Auckland City Hospital was yesterday on high alert after a nurse and her son tested positive for swine flu.
Access to a ward was restricted and operations were postponed.
The Ministry of Health said mother and son returned positive results for influenza A after returning on Saturday from a family holiday in Britain.
The nurse worked a 12-hour shift at Auckland City Hospital's Ward 71 - the renal care and transplant centre - on Monday while the boy attended daycare.
The ward has been closed to new admissions and is operating under strict infection-control procedures.
The restrictions are the first of this kind since swine flu reached New Zealand.
The ABC Childcare Centre on Kelvin Rd in Meadowbank , which the son attended, has also closed and is likely to stay shut until Wednesday.
Auckland City Hospital's chief medical officer, Dr David Sage, said the nurse did not have flu symptoms when she returned to work, but her child began showing them during the day.
The family went into voluntarily isolation at home while waiting for the child's test results.

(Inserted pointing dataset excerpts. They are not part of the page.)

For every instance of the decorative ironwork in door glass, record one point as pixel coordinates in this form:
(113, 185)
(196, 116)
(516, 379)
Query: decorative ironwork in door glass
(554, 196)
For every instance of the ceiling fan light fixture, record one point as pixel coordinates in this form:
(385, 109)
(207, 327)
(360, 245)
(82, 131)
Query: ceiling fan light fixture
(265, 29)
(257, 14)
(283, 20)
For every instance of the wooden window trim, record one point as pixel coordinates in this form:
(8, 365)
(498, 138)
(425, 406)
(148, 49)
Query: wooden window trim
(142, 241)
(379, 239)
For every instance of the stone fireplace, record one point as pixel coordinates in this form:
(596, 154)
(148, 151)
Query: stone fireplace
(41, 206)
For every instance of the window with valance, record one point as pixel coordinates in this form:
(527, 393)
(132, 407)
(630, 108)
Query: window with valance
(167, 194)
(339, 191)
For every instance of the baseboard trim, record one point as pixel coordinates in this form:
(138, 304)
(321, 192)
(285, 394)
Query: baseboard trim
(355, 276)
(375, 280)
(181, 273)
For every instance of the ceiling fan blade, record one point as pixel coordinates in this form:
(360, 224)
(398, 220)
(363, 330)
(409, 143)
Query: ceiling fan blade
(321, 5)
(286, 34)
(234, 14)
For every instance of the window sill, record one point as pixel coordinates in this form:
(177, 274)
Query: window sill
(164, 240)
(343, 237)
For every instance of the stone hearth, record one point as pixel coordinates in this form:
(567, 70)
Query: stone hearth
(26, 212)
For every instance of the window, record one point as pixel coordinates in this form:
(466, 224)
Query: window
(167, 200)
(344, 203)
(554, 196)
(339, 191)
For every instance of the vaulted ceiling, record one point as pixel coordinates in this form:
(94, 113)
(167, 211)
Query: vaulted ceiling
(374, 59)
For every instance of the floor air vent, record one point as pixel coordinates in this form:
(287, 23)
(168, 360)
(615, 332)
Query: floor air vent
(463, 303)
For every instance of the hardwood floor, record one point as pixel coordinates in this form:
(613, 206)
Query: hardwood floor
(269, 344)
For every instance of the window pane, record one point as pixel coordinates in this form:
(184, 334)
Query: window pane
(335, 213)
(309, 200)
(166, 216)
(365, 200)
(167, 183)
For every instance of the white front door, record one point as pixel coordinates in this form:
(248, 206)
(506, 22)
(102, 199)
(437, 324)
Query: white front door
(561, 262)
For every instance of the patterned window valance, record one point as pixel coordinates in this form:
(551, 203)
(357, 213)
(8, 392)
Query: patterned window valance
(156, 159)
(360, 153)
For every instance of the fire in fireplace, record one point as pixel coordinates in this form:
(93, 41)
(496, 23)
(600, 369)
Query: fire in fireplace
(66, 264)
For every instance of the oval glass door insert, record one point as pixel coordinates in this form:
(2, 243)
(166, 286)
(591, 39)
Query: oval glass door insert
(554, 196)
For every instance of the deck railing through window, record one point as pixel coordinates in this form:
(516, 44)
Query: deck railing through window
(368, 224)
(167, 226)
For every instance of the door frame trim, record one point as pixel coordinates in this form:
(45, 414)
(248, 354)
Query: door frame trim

It was then the nurse began showing flu symptoms. On Wednesday night, both swabs returned positive influenza A results.
The Ministry of Health is now tracing people who may have been in contact with the pair.
The positive results brought the total number of swine flu cases in New Zealand to 27 last night, up from 23 on Wednesday.
In Australia, the number of confirmed cases has topped 1000.
Dr Sage praised the actions of hospital staff who worked quickly to identify, isolate and treat those who were potentially affected.
"At this time, none of these people are showing flu-like symptoms," he said.
Auckland District Health Board spokeswoman Julia Lang said: "We've had to postpone our operations today while the situation is managed in the ward."
She said renal patients were being moved to other areas in the hospital.
Auckland Regional Public Health director Dr Julia Peters said her organisation was told of the cases Wednesday night, and contacted the childcare centre yesterday morning.
Nurses had been in touch with all "close-contact cases" and would remain in touch to deal with any of the families' concerns.
"If a child is obviously sick, parents should do everything they can not to send their child to daycare," she said.
The 29 children enrolled at the centre and seven staff are being offered Tamiflu and are in isolation at home.
The Ministry of Health's chief advisor on public health, Dr Ashley Bloomfield, said that as more people tested positive for influenza A, more workplaces, schools and childcare centres would be affected.
"People have been highly co-operative," she said.
"This has undoubtedly contributed to New Zealand's relatively low number of confirmed cases."
THE NUMBERS
* 27 Confirmed cases in New Zealand, up from 23 on Wednesday.
* 10 Suspected cases
* 74 Countries which have reported having swine flu
* 27,737 Total cases worldwide
* 141 Deaths worldwide
AUCKLAND CITY HOSPITAL
* Ward 71 closed to new admissions.
* Five patients in isolation.
* 19 staff in home quarantine.
ABC CHILDCARE CENTRE
* Seven staff and 29 children in isolation at home.